Chociaż celem Leona Edwardsa jest obecnie walka z Jorge Masvidalem – numerem jeden wśród konkurentów w wadze półśredniej – Edwards jest skłonny odsunąć w czasie ten pojedynek na rzecz walki z byłym mistrzem Tyronem Woodley’em, ale pod pewnymi warunkami.
„Oczywiście, chcę walki z Masvidalem. Teraz to zależy od niego i jego grubego menedżera. Jestem gotów walczyć w listopadzie. Będę w co-main evencie gali na której będą walczyć Kamaru Usman i Colby Covington i ktokolwiek wygra, dostaje walkę o tytuł.
Nawet jeśli teraz czuję, że zasługuję na walkę o pas, zaryzykuję swoją serię ośmiu zwycięstw przeciwko jego dwóm wygranym, aby udowodnić, że jestem najlepszym zawodnikiem na świecie. Ponadto mogę rozwalić mu głowę, więc jest to dla mnie wygrana sytuacja”.
Masvidal był ostatnio łączony z Nate’em Diaz, co ostatecznie mogłoby pozostawić Edwardsa bez rywala do kolejnej walki. W takim przypadku, Rocky byłby gotów walczyć z byłym mistrzem wagi półśredniej, Tyronem Woodley’em – o ile UFC sprawi, że będzie to warte swojej ceny i obieca mu walkę o pas po wygranej.
Mimo wszystko, priorytetem dla Leona Edwardsa jest nadal walka z Jorge Masvidalem z którym Anglik ma rachunki do wyrównania:
„Jeśli zagwarantowana będzie walka o tytuł jako następna, to prawdopodobnie bym się zgodził (na walkę z Woodley’em). Jak powiedziałem, chcę walki z Masvidalem.

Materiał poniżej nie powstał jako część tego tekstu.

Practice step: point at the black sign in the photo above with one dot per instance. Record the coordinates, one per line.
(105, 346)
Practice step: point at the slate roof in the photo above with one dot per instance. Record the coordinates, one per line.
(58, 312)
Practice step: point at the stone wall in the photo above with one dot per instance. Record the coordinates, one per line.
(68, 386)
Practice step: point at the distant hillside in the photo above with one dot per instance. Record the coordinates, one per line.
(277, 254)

To największa walka, jaką można stoczyć. Między mną a Woodley’em nie mam animozji, nie ma tam nic poza szansą na pokonanie byłego mistrza.
Czuję, że Masvidal jest walką do zrobienia i do tego właśnie dążę. Ale jeśli przyjadą z propozycją walki z Woodley’em z dobrymi pieniędzmi, ja też to zrobię. Zapłaćcie mi, a ja się zjawię”.